Claves lanzadas al espacio o a las aguas • Wilfredo Carrizales
XVIII

Molduras sobre la artesa donde se mueve el agua en un eje vertical y se consagran las leñas elementales movidas por un sueño de fuego y pulmón. Burbujas que cumplen el principio del ocaso en la supresión del pardusco sonido. Nudos arrojados de sus vástagos y que caen encima de marcos de ventanas para reducir las aflicciones. Palabreo en que estriba la defensa de los objetos del ahorcado. Día tras día se laxan las cantidades quebradizas y una disyuntiva fluye hacia un estuario, suave, dócilmente.

Quejas de las ráfagas en la esplendencia que corta con el hábito de una mosca serpiente. De escasa edad, el abuelo chilla bajo el tajo de hielo y posteriormente se desposa en un huerto que dimite. Parte la albura tras la insistencia del frío. Lo que refringe rebate las cicatrices de la grúa; se encharcan las huellas en un acto involuntario. Sobreviene un sujeto venerado en las pilas y la derrota se formula ociosa.

Unas cucharas o unos timones omiten sus gustos con la intención de preservar el linaje de la metalurgia. Hay un tiempo para ahuyentar los fanatismos y no se mendiga. Los mecanismos de la suciedad roen las bebidas compuestas. De la corteza al alcohol se irisan las cuestiones del bien público. Una lisonja incide sobre la temperatura de la hiedra en casi todas las circunstancias de su devenir.

En la toponimia un aguamiel despeja la fe de los pólipos. Hidrargirismo razonado en las corrientes del cuerpo chupadas por medusas y asexuados virus. ¿Qué desea el que vive de acento o cárcel o piélago? ¿Cómo duerme cuando llueve sin desleírse? ¿Dónde, ágilmente, ayuna con la planta que acaricié? Su convoy avanza enfermo y todavía no hizo nada ni se dio por aludido. Y lo demás, ¿es súplica? ¿Reuma aquietada? ¡Bah!

“¡Llévame!”, le dije al enemigo en su jornada y no averiguó y tampoco formó diptongo. Débiles, se arrumbaron los pentagramas, pero las maneras de la quiromancia nos salvaron a todos. Nos diferenciamos en grafías y manías, en violas y oquedades. Terminé con mi ábside dentro de un cubo e inmerso fui semilla, brasa y despojo. Conviví junto a las rayitas inclinadas y abundé en turbas y turbiones. ¿Lodo? Alrededor.

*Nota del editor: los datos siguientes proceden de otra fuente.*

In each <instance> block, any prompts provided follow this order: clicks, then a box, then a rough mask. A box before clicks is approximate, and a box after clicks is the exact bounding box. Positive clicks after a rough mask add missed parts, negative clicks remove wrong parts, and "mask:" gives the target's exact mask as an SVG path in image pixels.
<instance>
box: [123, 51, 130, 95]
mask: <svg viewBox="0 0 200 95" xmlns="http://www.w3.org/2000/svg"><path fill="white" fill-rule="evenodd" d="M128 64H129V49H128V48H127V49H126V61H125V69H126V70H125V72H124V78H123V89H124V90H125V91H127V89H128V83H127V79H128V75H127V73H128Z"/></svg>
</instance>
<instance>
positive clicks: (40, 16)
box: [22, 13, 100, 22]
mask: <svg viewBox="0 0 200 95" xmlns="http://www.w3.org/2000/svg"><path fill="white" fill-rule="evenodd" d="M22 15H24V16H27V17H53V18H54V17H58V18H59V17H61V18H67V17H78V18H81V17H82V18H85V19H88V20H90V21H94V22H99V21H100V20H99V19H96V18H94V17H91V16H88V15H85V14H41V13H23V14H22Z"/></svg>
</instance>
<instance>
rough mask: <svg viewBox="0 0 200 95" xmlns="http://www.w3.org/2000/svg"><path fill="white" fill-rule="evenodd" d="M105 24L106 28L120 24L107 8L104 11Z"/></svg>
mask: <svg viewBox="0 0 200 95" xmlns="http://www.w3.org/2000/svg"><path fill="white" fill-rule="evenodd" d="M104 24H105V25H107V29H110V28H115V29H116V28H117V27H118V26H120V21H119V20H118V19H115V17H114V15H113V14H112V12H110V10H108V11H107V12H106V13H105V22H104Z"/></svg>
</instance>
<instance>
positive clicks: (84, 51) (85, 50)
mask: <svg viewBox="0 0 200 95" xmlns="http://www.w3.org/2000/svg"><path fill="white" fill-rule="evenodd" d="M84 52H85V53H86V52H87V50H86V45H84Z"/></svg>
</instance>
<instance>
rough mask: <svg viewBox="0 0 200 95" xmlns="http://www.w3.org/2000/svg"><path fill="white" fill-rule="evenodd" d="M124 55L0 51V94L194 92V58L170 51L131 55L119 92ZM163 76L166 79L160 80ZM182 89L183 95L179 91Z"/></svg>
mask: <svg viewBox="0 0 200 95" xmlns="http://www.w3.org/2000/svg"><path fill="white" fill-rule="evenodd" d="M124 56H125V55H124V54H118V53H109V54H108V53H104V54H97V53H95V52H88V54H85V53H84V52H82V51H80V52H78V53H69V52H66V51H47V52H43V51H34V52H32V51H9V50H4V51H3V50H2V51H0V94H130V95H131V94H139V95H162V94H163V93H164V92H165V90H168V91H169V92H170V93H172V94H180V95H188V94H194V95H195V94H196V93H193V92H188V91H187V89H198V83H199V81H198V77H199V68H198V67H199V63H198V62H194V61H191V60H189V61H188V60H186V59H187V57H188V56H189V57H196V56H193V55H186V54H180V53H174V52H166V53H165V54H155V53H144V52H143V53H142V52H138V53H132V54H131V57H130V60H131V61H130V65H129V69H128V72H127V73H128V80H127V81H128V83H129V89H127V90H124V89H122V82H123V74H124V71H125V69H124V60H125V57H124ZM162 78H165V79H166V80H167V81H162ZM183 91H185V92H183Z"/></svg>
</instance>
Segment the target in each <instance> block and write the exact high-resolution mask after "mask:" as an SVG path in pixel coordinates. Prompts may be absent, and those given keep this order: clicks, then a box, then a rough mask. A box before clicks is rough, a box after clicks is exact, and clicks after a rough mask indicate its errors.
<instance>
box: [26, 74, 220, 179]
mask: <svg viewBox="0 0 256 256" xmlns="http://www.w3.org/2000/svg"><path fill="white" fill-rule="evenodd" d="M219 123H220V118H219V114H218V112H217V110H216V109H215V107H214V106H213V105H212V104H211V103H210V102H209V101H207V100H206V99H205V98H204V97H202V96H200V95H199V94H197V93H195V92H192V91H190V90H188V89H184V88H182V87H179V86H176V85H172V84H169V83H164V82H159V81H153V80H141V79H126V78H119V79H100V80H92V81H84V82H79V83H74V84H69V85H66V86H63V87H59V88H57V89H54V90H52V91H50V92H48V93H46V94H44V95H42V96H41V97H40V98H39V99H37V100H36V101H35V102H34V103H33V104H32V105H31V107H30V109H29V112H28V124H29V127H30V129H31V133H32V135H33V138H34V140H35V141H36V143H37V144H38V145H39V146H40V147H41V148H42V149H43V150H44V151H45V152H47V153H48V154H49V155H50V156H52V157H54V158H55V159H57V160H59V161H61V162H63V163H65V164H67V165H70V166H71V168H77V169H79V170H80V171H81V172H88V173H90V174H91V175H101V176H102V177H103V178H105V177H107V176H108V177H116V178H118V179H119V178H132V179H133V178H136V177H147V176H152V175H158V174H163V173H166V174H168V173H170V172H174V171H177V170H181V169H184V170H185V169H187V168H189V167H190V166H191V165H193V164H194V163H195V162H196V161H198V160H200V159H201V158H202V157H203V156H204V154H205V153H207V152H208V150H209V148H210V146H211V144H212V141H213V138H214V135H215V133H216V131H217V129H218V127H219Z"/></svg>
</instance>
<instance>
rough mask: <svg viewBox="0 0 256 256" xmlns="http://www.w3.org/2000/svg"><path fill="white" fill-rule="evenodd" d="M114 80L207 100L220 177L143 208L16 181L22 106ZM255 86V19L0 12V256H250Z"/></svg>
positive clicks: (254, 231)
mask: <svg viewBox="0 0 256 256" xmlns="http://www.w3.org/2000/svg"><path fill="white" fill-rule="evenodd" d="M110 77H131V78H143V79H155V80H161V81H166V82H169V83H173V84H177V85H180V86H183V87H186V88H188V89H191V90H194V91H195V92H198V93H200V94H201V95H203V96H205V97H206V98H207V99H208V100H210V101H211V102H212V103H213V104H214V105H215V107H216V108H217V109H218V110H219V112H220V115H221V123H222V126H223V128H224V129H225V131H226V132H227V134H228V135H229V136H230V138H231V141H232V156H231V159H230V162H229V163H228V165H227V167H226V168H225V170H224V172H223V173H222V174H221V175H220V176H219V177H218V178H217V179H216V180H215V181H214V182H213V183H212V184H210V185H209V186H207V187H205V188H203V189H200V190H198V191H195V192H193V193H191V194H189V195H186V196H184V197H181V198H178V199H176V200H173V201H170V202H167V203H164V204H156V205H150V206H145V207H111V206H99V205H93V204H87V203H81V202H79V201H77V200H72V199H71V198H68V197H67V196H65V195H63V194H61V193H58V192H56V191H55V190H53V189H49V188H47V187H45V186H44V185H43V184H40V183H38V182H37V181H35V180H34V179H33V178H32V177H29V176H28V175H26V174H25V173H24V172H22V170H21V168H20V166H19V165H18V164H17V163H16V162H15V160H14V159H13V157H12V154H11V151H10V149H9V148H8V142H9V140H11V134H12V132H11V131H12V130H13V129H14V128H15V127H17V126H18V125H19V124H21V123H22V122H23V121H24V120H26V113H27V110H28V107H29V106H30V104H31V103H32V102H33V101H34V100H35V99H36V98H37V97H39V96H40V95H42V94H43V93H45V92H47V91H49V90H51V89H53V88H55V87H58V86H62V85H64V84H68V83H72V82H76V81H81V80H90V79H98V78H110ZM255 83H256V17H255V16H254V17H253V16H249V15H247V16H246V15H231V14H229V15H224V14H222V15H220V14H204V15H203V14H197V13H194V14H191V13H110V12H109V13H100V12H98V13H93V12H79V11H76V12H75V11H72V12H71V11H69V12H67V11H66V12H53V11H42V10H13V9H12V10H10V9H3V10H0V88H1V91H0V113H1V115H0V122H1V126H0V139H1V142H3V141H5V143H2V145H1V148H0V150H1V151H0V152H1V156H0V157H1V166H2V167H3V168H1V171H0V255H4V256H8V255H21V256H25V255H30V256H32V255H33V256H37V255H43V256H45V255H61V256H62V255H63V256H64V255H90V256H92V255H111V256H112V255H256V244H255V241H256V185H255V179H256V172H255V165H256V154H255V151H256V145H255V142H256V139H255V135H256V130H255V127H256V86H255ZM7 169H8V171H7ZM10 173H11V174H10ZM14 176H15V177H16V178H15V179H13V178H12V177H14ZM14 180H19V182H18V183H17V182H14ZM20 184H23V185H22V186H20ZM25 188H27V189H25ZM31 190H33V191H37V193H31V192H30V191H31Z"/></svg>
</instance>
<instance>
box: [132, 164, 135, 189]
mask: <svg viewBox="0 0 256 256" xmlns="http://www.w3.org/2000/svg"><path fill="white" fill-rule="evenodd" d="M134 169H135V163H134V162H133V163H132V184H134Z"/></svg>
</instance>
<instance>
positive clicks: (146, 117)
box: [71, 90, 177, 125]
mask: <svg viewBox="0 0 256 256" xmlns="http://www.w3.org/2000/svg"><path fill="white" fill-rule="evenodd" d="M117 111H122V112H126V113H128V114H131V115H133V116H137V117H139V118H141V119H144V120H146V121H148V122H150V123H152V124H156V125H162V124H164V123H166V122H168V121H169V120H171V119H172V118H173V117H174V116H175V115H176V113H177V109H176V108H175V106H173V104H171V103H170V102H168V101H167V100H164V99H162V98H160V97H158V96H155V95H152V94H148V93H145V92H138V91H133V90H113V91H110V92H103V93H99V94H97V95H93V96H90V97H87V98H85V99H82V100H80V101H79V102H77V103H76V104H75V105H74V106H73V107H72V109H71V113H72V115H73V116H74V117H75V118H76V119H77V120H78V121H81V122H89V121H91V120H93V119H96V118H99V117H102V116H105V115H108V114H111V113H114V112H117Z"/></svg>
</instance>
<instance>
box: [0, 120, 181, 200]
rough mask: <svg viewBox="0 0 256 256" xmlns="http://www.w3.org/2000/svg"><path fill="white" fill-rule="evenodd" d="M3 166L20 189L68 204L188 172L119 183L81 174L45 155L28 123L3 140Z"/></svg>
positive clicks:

Se exceptuaron las búsquedas, su divagar asertivo. Buscaba vuscos o vulvarias. Encontré solo bucéfalos. Un tal hermano me aconsejó un ramo de rosas. Díjele: “¡No me sobra orfandad!” y él se marchó obtuso, indistinto en su honradez.

Circunnavegué con las emes y me propulsé anfibio en mi desplante, sabiendo que ganaba un cantar no aprendido. El coñac me tornó dígrafo y me establecí en una pared, medianera, propiamente dicha. Desde allí observaba una bahía donde los héroes hedían a hienas. Corté yerbas y yedras y aprendí fugaz cerrajería. Luego vino la era de las pajas rojizas y torné al camino que me empleaba afuera.

Finalizaría cayendo el azimut sobre los quioscos de los halcones de zinc y surgiría ulteriormente una pirotecnia: liturgia del crujimiento. Se connotarían los porrones en la innegable de las satrapías. “Han de oírme”, anunció un sordo y el resto de sus congéneres estallaron en carcajadas y befas. Estaba solo y lo ignoraba. Quince mil bellacos lo atacaron y no dejaron de él ni el verbo. Fue un perfeccionamiento espiritual.

Más completa resultó ser la fatiga de los astros y el capricho de un tren que se afantasmaba en la espesura. Obligaban los sitios a reanudar las costumbres, aunque el hambre con ellas viniera. Las playas comenzaron a recorrerse en veinte minutos y únicamente adversaban los locos con alas. Hubiere sido preciso peones que jadearan, machos que se cansaran sin hablar, desamparados semejantes a troncos fundidos... Los abrazos llegaron por correo y encerraban voces de unos periodos ominosos. Con todo, al mundo se le fue leyendo y, entre una pausa y otra, el silabeo se hacía notar, fiel.